Vous semblez plutôt positive pour la suite…

Oui, c’est mon tempérament ! Je suis une sportive passionnée, j’ai fait de la gymnastique et je fais de la course à pied. Je suis convaincue par l’essence même de la pratique du sport, pour tous et toutes. Et même s’il y a encore un long chemin à faire, il y a de belles choses qui arrivent, comme la boxe féminine par exemple qui a intégré les JO en 2016. Cela a modifié la vision de la boxe, et cela aide vraiment à changer l’état d’esprit de la société.

Sur les tenues et les équipements, il y a eu aussi des progrès considérables. Par exemple, Nike a créé spécifiquement une gamme pour les pratiquantes de football.
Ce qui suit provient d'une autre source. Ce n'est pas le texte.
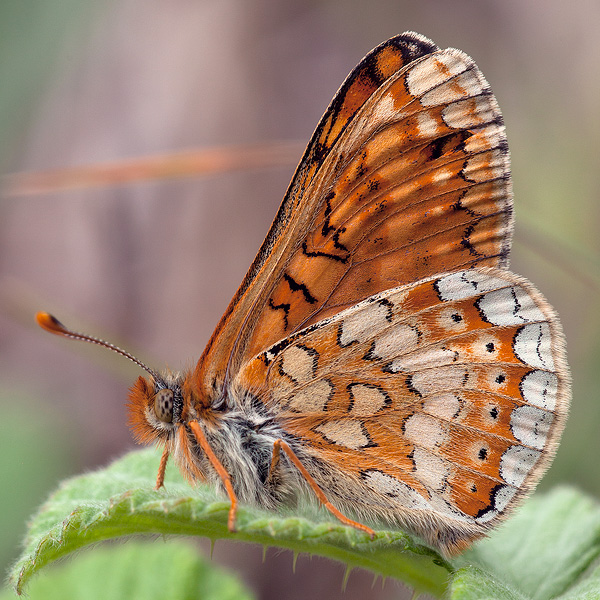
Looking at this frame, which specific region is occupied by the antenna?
[35,312,162,382]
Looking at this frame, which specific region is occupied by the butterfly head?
[36,312,206,443]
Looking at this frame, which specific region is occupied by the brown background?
[0,0,600,600]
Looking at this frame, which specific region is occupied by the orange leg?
[269,439,375,539]
[189,421,237,531]
[154,446,169,490]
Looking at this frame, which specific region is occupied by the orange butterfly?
[38,33,570,553]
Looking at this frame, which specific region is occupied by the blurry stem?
[0,142,303,197]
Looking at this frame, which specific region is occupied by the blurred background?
[0,0,600,600]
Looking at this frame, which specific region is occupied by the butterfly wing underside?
[195,33,512,395]
[186,33,569,552]
[240,269,569,552]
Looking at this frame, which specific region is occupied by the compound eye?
[154,388,173,423]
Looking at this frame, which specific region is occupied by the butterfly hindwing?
[236,269,568,547]
[196,33,512,393]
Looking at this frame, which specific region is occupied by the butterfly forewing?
[197,34,512,393]
[236,269,568,549]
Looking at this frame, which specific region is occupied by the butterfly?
[38,32,570,555]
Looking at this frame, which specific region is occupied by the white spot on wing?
[423,393,460,421]
[404,413,448,450]
[442,96,500,129]
[510,406,554,450]
[475,485,517,523]
[350,383,386,417]
[372,324,419,359]
[500,446,540,487]
[413,448,449,491]
[521,371,558,410]
[281,346,317,383]
[421,66,483,106]
[406,52,468,96]
[388,348,457,373]
[436,269,509,301]
[513,323,554,371]
[478,287,545,325]
[339,302,390,346]
[410,365,468,396]
[288,379,333,413]
[415,112,440,138]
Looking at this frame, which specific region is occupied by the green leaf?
[11,450,600,600]
[451,488,600,600]
[11,450,451,597]
[0,542,254,600]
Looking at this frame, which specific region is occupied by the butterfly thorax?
[128,373,302,507]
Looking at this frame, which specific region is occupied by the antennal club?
[35,312,162,381]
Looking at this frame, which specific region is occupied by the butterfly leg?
[154,447,169,490]
[189,421,238,532]
[269,439,375,539]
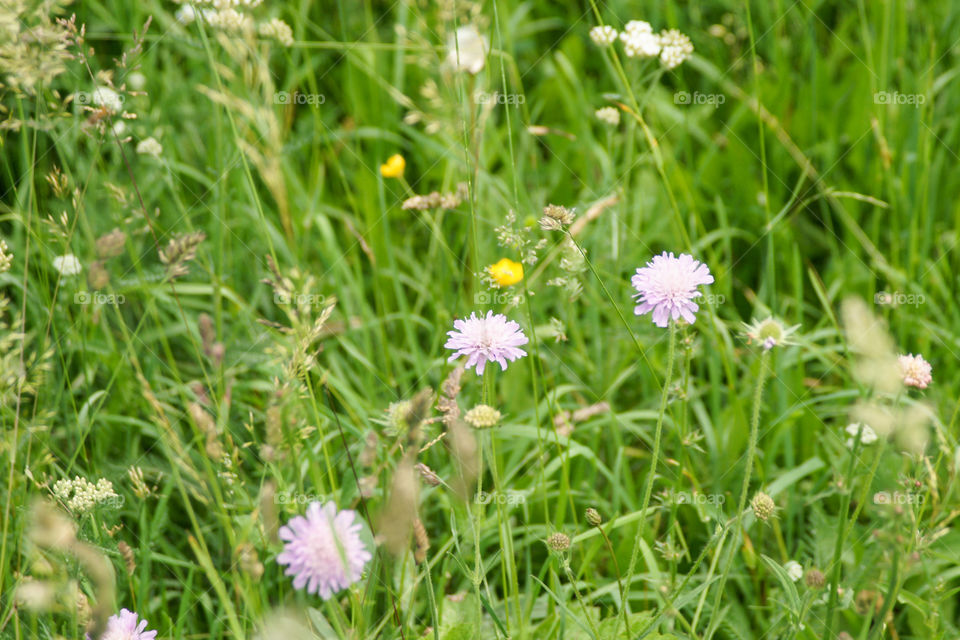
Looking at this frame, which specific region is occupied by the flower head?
[53,253,83,276]
[487,258,523,287]
[540,204,576,231]
[90,87,123,113]
[846,422,877,447]
[137,136,163,158]
[750,491,777,522]
[897,353,933,389]
[380,153,407,178]
[277,502,372,600]
[620,20,660,58]
[659,29,693,69]
[744,316,800,351]
[547,533,570,553]
[447,24,490,75]
[87,609,157,640]
[631,252,713,327]
[444,311,527,375]
[594,107,620,127]
[463,404,500,429]
[590,24,617,47]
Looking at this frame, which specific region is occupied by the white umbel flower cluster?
[594,107,620,127]
[53,476,120,513]
[590,24,618,47]
[590,20,693,69]
[660,29,693,69]
[53,253,83,276]
[620,20,660,58]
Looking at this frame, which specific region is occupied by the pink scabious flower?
[277,502,373,600]
[630,251,713,327]
[87,609,157,640]
[897,353,933,389]
[444,311,527,375]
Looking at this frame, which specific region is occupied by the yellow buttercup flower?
[380,153,407,178]
[487,258,523,287]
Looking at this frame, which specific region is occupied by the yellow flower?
[487,258,523,287]
[380,153,407,178]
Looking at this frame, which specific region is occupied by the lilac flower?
[87,609,157,640]
[631,252,713,327]
[444,311,527,375]
[277,502,372,600]
[898,353,933,389]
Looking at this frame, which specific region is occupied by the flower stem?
[624,321,677,624]
[711,350,770,636]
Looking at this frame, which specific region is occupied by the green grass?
[0,0,960,640]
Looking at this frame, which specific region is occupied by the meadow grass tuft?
[0,0,960,640]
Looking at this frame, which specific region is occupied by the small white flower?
[846,422,877,447]
[173,4,197,24]
[53,253,83,276]
[590,24,618,47]
[660,29,693,69]
[127,71,147,91]
[447,24,490,75]
[92,87,123,113]
[595,107,620,127]
[783,560,803,582]
[137,137,163,158]
[620,20,660,58]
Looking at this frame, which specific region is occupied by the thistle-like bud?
[540,204,574,231]
[586,507,603,527]
[750,491,777,522]
[463,404,500,429]
[415,462,441,487]
[547,533,570,553]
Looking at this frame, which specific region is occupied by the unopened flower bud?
[750,491,777,522]
[586,507,603,527]
[547,533,570,553]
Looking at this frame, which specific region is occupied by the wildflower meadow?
[0,0,960,640]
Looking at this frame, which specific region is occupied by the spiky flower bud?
[547,533,570,553]
[803,569,827,589]
[540,204,574,231]
[586,507,603,527]
[463,404,500,429]
[415,462,441,487]
[750,491,777,522]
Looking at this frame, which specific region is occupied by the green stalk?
[624,321,677,637]
[707,350,770,636]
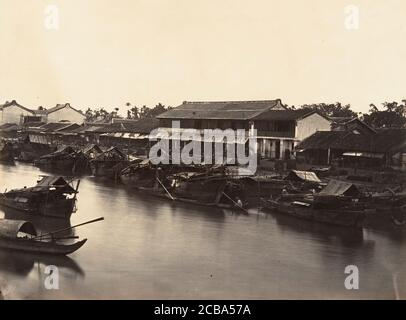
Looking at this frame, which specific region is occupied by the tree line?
[85,102,172,122]
[290,99,406,128]
[81,99,406,128]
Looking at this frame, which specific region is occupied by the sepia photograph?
[0,0,406,304]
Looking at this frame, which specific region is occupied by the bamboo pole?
[223,191,249,214]
[156,177,175,200]
[33,217,104,239]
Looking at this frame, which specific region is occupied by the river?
[0,163,406,299]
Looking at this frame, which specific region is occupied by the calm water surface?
[0,164,406,299]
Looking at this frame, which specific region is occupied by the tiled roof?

Avant, et aujourd’hui encore, on avait toujours des trucs de mecs, que ce soit les chasubles, les tee-shirts, les chaussettes…

Autre bonne nouvelle, les joueuses en haut niveau de football ont enfin obtenu aussi une reconnaissance de leur congé maternité à partir de janvier 2021. Avant elles devaient se mettre en arrêt maladie…

Quels sont, selon vous, les leviers à activer pour accélérer ce processus vers une mixité totale dans le sport ?

Il faut que les femmes accèdent à des postes de direction, qu’elles soient à la tête de fédérations, présidentes d’un club, d’un Comité régional olympique et sportif (Cros), d’un district régional… Car aujourd’hui, plus on monte les échelons dans le monde du sport, moins il y a de femmes. Et pour cela, il faut mettre en place des formations.

Il y a également un vrai travail à faire sur le statut des joueuses dans certains sports très ancrés dans la masculinité comme la boxe ou le rugby où aucune joueuse n’est professionnelle, même la meilleure ! Leur sport n’est pas leur travail, elles ont encore des statuts de semi-professionnelles…

Dans des disciplines comme l’athlétisme, il n’y a pas de problèmes de mixité. À l’inverse, en gymnastique, il y a très peu d’hommes et c’est très difficile de les attirer. On en parle moins mais il y a aussi des problèmes de mixité dans l’autre sens dans certaines fédérations.

De manière générale, il y a encore beaucoup de stéréotypes à déconstruire et on subit encore des réflexions machistes, il y a encore du chemin à faire.

Craignez-vous que la crise de la Covid-19 retarde les avancées en cours ?

Oui, je suis un peu inquiète face à la crise que nous subissons avec la Covid-19. Car la crise ne touche pas que le sport féminin, qui est déjà fragile et en construction, mais elle touche tout le monde du sport.

Certaines fédérations sont délaissées et il ne faudrait pas que l’on vienne déshabiller les filles pour aller rhabiller les garçons. J’aimerais qu’il y ait une grande vigilance de la part de l’État sur ce sujet, que le sport féminin ne soit pas une variable d’ajustement par rapport au sport masculin en temps de crise.